Yes — from May 28, 2026, when the FDA Stabilization Period ended. Every authorized trading partner in the US Rx supply chain must exchange EPCIS event data: manufacturers send events to wholesalers, wholesalers send to dispensers. Small dispensers (≤25 pharmacist FTEs) have a separate FDA waiver extending some EPCIS receiving requirements through November 27, 2026 — beyond that, no exemptions for the regulated supply chain.

What's the difference between EPCIS 1.2 and EPCIS 2.0?

EPCIS 1.2 (2016) is XML-only — the version most current DSCSA trading partners support. EPCIS 2.0 (2022) adds JSON-LD as a peer encoding, adds the AssociationEvent type (for sensor-equipped supply chains), and aligns with REST API conventions. Most pharma platforms now support both. New implementations starting in 2026 should target EPCIS 2.0 JSON-LD.

Can I implement EPCIS without a vendor platform?

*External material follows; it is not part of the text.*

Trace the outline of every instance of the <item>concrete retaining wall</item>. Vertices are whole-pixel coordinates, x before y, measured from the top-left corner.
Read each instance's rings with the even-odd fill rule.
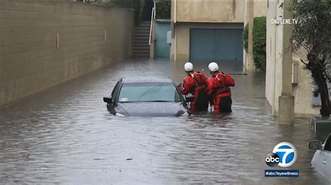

Technically yes — EPCIS is an open standard with open-source libraries (GS1 publishes a free EPCIS Test Bed). In practice, every production pharma operation uses a vendor platform (TraceLink, SAP ATTP, Antares Vision, RFXcel, Adents). The reason: the trading-partner integration matrix is too complex — every wholesaler and pharmacy has slightly different routing requirements, retry behavior, and validation rules. The vendor platforms maintain those integrations on your behalf. Implementation cost is $200k-$2M+ depending on plant volume.